Drill-on-YARN Limitations

Drill-on-YARN has the following limitations:
Hanging requests
Drill-on-YARN and YARN “hang” if YARN cannot fulfill a container request. YARN provides no information about why a request “hangs.”
/tmp directory
The default YARN settings cause Drillbits to become unmanaged within a short amount of time due to a /tmp directory issue. See the Exclude the YARN Container Directory from tmpwatch section in Step 3: Configure YARN to Run Drill for information on how to resolve the issue.
Container size
The default YARN settings do not allow a default Drill cluster to run due to the default YARN container size. See the Increase Maximum Container Size section in Step 3: Configure YARN to Run Drill for information on how to resolve the issue.
Drill disk usage
You can specify Drill disk usage to YARN, but Drill will use all disks regardless of the setting.
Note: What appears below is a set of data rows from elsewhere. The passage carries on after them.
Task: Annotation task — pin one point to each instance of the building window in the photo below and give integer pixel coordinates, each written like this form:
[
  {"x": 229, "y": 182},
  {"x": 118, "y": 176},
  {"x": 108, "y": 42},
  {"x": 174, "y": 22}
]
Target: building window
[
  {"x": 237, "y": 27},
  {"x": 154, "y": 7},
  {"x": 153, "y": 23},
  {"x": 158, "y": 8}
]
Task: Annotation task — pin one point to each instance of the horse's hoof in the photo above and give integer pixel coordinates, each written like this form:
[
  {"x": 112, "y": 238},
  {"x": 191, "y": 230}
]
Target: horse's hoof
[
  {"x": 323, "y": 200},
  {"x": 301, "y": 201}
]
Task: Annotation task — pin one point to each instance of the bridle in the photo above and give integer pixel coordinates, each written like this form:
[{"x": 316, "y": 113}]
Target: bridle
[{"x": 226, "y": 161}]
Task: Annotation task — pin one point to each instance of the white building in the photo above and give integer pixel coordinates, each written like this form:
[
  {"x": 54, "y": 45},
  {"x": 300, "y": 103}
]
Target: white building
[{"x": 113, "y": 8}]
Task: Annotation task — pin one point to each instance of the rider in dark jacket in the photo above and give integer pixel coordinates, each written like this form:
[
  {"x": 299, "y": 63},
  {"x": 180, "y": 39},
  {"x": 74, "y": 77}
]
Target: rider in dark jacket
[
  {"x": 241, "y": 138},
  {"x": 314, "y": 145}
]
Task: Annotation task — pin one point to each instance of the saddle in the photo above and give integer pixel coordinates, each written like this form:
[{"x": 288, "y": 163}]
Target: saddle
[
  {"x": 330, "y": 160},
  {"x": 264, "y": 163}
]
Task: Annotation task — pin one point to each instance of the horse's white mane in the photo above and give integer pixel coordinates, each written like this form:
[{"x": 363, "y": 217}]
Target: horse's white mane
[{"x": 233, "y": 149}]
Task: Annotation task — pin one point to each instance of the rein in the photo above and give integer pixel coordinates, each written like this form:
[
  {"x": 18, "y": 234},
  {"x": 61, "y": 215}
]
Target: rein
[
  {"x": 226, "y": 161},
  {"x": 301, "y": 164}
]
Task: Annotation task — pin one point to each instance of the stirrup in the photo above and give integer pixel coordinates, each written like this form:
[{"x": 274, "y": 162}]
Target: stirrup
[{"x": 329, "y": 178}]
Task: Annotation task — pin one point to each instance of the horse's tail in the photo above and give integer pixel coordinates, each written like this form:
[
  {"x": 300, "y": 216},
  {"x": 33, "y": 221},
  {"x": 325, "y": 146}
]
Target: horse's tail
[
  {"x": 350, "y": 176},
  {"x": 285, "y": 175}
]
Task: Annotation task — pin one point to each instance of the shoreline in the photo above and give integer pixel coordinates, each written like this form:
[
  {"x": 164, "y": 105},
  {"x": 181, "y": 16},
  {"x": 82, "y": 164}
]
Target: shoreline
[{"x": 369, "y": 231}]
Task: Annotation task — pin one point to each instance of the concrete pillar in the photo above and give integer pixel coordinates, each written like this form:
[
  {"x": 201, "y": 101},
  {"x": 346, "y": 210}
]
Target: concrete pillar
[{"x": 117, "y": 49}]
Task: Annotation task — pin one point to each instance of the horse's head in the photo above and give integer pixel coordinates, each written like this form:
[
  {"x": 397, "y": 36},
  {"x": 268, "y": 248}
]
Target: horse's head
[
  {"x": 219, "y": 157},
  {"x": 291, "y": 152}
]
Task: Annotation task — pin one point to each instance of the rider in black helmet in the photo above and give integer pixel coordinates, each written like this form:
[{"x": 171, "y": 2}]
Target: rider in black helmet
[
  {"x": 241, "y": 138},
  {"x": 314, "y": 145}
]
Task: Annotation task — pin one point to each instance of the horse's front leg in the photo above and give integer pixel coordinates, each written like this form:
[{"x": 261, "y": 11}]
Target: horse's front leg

There is no effective way to manage a Drill cluster that:
  • resizes based on load.
  • is rack-aware in its smaller state.
YARN chooses arbitrary nodes perhaps resulting in large network reads. (MD-1028, MD-1089)
Node Labels
Although the Apache YARN documentation states that you can associate node labels with YARN container requests, some people have noticed that the feature does not work in practice. While Drill-on-YARN configuration has settings to associate Drillbit container requests with node labels, doing so is not supported. To use node labels, associate node labels with YARN queues as described in the YARN configuration step in the Migrate Drill to Run Under YARN documenation.